Dan tagged me with this one random fact meme, sometime back in the last decade, and here’s mine:

RANDOM FACT: I am, at last, done.

Today marks the first day of summer vacation. That’s August 13, for those scoring at home, and I’m still wrapping up loose ends, one of which includes bringing a burrito over to Oakland to compensate for previous failures in the burrito delivery department (don’t ask). I’ve been working all summer for the Oakland Teaching Fellows and the Oakland City Teacher Corps, running alternative route training institutes. This is good work, a broadening of the mission, and hits at the heart of how I’ve come to think of reform for high need urban ed: We cannot begin to address broader issues of inequity and failure until we put a competent, effective educator in every classroom.

Working in this capacity, at training institutes like these, becomes all encompassing. We occasionally get negative feedback from folks about the hours being long and my response is 1) Yup. Welcome to teaching high-need kids; 2) Wow. You think your hours are long?

I never started work later than 6:30. I never finished earlier than 6:00. I had scheduled email checks at 9:00 pm, which often necessitated responses, which drove further email checks, which necessitated response and work product that took us well into the night. A common morning saw me juggling teacher observation times by stopping at the training site in West Oakland, driving to the high school north of downtown, observing, then driving to the elementary school in East Oakland to observe, then popping up into the hills to observe in a special ed setting, back down to the elementary, back to the high school, and finally to the training site in West Oakland. This before the collaboration meeting at eleven, observing and critiquing framework sessions, coordinating and presenting workshops, and all the various other little things that eat your day.

The hours aside, the work is interlaced with this profound worry that the folks we’re preparing won’t be prepared enough. You watch and work with this they’renotready they’renotready scrolling across your brain like the update bar at the bottom of SportsCenter. And you push push them to get better because these are high school seniors who desperately want credits, and you’ll never have so much built in motivation with any group of students you’ll ever teach. The majority get it and appreciate, but some resist and are resentful, providing no benefit of the doubt that maybe you know a little bit about what it means to teach and teach successfully in environments like this, and you tell them: These kids don’t need any more mediocre teachers.
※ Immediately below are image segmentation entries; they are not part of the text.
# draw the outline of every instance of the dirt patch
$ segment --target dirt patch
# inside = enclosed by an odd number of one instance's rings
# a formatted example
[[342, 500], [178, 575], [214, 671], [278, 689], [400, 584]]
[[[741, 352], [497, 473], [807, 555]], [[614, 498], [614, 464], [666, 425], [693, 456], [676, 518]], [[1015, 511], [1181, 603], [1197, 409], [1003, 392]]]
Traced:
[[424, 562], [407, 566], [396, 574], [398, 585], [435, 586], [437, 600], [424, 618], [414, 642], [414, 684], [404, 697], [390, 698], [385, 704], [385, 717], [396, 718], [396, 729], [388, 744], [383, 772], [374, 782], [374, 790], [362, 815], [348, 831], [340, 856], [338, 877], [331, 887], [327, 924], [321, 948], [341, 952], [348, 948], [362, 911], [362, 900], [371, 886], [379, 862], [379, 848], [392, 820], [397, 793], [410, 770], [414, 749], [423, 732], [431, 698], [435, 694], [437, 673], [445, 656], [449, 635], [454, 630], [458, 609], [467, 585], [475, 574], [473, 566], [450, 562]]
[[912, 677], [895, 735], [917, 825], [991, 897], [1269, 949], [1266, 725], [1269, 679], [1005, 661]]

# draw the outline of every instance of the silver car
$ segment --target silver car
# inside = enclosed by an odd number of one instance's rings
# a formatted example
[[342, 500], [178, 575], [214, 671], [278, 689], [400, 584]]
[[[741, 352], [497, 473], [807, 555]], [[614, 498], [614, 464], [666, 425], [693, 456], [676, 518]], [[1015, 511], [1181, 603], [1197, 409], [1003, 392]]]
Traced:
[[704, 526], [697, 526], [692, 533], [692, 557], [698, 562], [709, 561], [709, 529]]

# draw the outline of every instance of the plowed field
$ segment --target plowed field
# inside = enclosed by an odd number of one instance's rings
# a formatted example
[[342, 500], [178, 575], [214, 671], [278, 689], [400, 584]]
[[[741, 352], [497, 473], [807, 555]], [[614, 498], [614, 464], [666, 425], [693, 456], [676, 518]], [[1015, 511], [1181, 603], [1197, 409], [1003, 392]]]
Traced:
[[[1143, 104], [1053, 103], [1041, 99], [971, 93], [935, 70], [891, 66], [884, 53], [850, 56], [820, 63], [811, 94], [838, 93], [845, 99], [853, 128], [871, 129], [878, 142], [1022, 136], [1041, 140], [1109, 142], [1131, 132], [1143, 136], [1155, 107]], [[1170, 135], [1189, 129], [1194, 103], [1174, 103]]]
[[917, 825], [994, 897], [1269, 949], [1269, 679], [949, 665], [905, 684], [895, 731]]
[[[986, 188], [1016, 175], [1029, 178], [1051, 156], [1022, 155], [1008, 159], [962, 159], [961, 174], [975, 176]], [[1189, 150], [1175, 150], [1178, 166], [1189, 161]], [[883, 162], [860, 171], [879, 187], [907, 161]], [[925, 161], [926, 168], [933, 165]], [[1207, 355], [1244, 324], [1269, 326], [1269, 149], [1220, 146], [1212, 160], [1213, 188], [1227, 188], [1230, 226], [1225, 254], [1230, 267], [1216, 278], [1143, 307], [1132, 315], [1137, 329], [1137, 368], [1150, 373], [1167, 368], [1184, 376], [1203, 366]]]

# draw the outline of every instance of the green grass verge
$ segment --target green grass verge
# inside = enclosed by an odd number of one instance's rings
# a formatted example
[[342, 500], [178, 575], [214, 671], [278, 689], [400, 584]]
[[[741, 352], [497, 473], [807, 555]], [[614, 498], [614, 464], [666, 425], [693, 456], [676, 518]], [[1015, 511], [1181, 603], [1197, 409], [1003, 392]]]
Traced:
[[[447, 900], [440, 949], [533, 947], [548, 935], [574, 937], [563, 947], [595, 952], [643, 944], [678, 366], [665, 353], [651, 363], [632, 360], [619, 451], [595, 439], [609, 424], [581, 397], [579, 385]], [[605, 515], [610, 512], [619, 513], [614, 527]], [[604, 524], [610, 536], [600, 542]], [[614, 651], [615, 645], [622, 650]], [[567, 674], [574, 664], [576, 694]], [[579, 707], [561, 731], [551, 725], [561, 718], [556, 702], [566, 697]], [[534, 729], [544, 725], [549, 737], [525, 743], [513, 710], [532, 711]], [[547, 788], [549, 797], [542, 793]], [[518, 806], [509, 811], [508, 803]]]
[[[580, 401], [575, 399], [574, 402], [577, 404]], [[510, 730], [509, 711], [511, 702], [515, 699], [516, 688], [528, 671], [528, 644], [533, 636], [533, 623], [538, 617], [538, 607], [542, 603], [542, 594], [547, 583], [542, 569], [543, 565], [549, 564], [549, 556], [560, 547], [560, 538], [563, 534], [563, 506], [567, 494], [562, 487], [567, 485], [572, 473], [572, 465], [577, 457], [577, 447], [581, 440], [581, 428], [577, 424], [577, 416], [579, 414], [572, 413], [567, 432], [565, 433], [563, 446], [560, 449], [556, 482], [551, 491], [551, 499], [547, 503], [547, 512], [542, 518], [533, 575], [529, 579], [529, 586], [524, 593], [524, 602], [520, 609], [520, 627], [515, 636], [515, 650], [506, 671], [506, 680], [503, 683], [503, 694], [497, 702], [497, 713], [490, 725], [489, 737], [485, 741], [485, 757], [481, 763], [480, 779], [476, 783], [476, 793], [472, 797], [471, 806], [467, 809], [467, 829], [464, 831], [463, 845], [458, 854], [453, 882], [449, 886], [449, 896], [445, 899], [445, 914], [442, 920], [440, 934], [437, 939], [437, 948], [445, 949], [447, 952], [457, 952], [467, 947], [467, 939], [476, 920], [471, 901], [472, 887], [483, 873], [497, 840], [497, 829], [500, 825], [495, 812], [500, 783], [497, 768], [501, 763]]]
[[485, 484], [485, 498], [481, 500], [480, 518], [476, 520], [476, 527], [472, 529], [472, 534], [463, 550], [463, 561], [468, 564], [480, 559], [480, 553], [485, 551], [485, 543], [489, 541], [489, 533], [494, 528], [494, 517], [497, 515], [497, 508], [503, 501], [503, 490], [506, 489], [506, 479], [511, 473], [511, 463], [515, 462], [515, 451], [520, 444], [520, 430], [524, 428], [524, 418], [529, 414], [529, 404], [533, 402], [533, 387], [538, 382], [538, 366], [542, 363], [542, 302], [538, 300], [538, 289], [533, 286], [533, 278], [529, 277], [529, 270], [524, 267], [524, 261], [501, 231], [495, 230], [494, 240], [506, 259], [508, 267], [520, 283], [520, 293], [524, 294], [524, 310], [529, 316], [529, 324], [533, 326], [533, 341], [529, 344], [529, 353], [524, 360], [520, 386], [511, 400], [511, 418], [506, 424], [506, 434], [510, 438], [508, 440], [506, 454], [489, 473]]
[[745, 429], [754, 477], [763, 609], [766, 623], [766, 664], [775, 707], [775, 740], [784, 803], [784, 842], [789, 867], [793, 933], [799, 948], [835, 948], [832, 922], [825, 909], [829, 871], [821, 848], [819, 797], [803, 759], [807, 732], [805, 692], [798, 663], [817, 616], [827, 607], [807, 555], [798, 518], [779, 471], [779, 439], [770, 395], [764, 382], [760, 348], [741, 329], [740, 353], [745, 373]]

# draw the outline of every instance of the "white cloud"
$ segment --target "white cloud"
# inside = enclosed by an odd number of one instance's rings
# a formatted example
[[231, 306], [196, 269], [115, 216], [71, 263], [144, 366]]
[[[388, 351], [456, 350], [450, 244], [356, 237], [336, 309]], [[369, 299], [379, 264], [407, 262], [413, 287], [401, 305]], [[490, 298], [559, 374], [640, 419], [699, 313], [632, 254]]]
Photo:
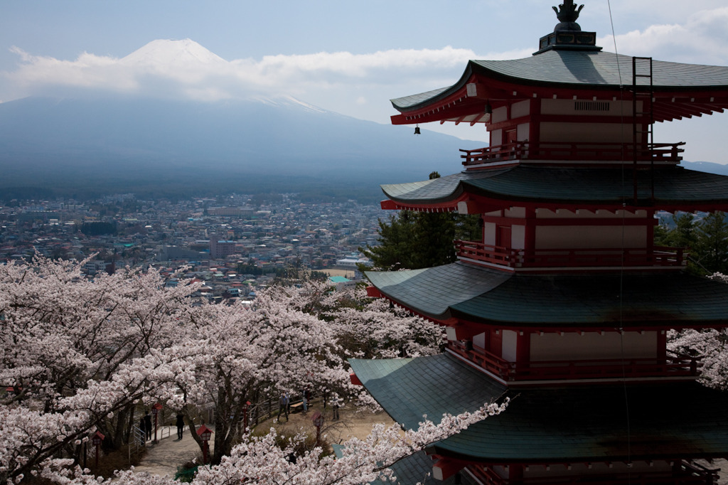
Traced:
[[[680, 23], [650, 25], [617, 36], [620, 53], [649, 55], [660, 60], [705, 64], [728, 63], [728, 7], [701, 10]], [[614, 49], [612, 36], [600, 39]]]
[[12, 52], [20, 57], [19, 67], [4, 73], [4, 77], [21, 95], [93, 89], [206, 100], [302, 95], [312, 89], [359, 83], [386, 84], [395, 79], [450, 74], [475, 57], [472, 51], [446, 47], [227, 61], [189, 39], [154, 41], [122, 58], [84, 52], [75, 60], [62, 60], [32, 55], [17, 47]]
But I’m done. With the 6-week training and the 1-week training, and already I start to feel the little pulls from the school at the other end of 280. Little tuggings – on my time, on my brain – starting to call me back.

I want to make a users-guide for the REWARDS phonics and fluency program because my methods should be explicit.

I want to create reading strategy mastery tracking guides to complement the High Point program because if that’s what the program is designed to do, that’s what we need to monitor.

I want to make interactive power point assessments for each High Point selection. Here’s an image, here’s 1-3 questions, here’s a space for kids to type responses and email me the assignment so I can type my own response and email it back.

But my summer break is now begun, and I need a few days in the new 415 sunshine before I’m ready to go back.

1 Comments:

Anonymous Anonymous said...

Right on. Relax. By the way who do you know in the Sudan?